Dommage, pourtant, que la mise en scène ne permette pas de pouvoir associer une autrice à sa scène, ni même de saisir quand commence et se termine véritablement ladite scène écrite par elle, puisque les différentes partitions sont insérées à travers divers extraits d’œuvres de Strindberg lui-même, utilisées pour faire entendre sa pensée sur les femmes. Si les éclairages donnent quelques pistes, ce sont surtout les ruptures de ton soudaines, manifestes et trop nombreuses qui permettent de déceler la parole contemporaine des autrices vis-à-vis de celle, plus ancienne, formelle et soutenue de Strindberg. Mais en ce qui a trait à quelle autrice écrit pour quel personnage, et à quel moment: impossible de savoir, à moins d’avoir appris par cœur le programme de la soirée au préalable.
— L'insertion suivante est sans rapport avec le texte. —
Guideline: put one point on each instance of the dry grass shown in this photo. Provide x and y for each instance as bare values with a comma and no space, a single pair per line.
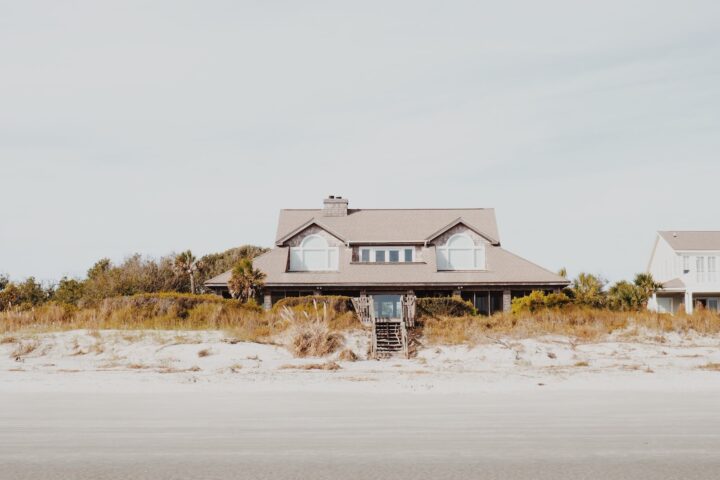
160,312
715,367
313,366
314,340
578,323
347,355
311,335
25,347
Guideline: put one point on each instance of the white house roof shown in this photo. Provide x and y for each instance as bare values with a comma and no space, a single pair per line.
692,240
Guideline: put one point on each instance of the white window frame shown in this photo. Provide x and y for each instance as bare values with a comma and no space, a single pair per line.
444,254
686,264
700,268
712,268
331,256
373,251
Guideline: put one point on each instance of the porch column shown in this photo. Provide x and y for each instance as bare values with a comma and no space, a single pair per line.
507,301
652,304
267,301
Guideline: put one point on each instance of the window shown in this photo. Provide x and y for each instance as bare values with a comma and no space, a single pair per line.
388,306
386,255
460,253
313,254
712,269
700,264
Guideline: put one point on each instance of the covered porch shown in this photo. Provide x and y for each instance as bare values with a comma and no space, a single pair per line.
672,302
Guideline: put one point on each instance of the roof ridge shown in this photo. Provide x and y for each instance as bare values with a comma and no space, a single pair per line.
387,209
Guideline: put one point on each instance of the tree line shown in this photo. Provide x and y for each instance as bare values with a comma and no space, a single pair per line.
588,290
183,273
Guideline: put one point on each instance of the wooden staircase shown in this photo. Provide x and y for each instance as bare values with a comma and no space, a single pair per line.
389,335
389,338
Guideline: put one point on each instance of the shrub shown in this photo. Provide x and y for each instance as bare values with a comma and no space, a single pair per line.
314,339
444,306
335,303
539,300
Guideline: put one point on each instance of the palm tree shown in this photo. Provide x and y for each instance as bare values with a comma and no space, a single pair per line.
186,264
245,280
647,286
587,289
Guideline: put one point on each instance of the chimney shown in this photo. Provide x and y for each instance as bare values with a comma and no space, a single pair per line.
335,206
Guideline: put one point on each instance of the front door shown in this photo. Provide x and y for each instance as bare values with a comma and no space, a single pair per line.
712,304
388,306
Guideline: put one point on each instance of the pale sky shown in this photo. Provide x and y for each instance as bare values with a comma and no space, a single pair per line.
153,127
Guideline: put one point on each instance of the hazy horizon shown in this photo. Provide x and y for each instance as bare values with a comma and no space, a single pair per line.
158,127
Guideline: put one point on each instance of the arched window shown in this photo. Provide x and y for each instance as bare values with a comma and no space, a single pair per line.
460,253
313,254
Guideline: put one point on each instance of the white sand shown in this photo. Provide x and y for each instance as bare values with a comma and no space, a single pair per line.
157,361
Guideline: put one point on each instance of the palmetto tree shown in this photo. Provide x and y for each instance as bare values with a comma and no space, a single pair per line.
186,264
245,280
647,284
587,290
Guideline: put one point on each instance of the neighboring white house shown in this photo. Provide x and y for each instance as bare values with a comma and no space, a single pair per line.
686,264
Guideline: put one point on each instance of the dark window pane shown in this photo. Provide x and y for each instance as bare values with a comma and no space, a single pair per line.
387,306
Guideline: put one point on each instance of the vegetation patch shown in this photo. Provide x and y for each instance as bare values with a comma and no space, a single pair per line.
313,366
444,307
335,303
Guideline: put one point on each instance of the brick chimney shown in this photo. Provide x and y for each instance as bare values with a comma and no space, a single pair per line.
335,206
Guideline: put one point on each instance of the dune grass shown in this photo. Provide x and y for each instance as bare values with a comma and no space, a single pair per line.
580,323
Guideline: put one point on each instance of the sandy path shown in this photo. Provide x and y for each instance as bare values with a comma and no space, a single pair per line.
536,433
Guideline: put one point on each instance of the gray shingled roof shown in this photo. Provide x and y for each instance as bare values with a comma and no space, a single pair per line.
503,267
675,283
416,226
692,240
389,226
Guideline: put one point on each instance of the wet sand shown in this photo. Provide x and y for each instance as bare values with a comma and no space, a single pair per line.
538,433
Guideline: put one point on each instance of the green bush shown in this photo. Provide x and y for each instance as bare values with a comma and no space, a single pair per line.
336,303
538,300
444,306
178,305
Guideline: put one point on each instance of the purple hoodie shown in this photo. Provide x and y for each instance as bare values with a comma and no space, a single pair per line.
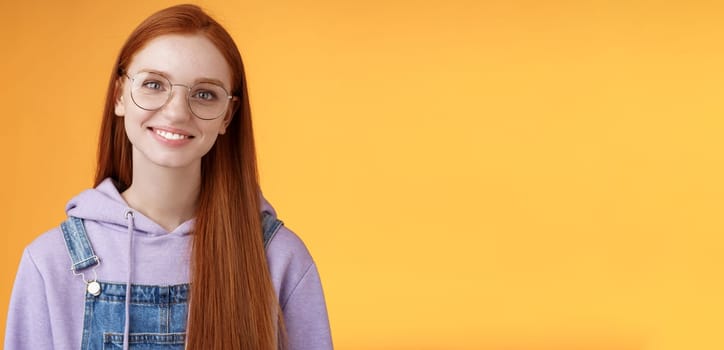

Le clash entre la contemporanéité des paroles des autrices et le côté vieillot de celles de Strindberg – du point de vue du propos, bien sûr, mais aussi en ce qui a trait au ton et au vocabulaire – est énorme, et on a beau comprendre que ça ne peut faire autrement, il n’en demeure pas moins que chaque fois, ça accroche. On déplore aussi quelques moments qu’on sent un peu plus didactiques, avec des phrases presque plaquées sur la situation de la femme, et d’autres passages flous, trop abstraits et difficiles à saisir. Si les extraits de Mademoiselle Julie sont bien à propos pour démontrer que même si Strindberg a créé des personnages féminins forts, son regard sur elles n’en était pas moins macho, on se demande si les partitions écrites par les neuf autrices étaient assez fortes pour réussir à faire le contrepoids.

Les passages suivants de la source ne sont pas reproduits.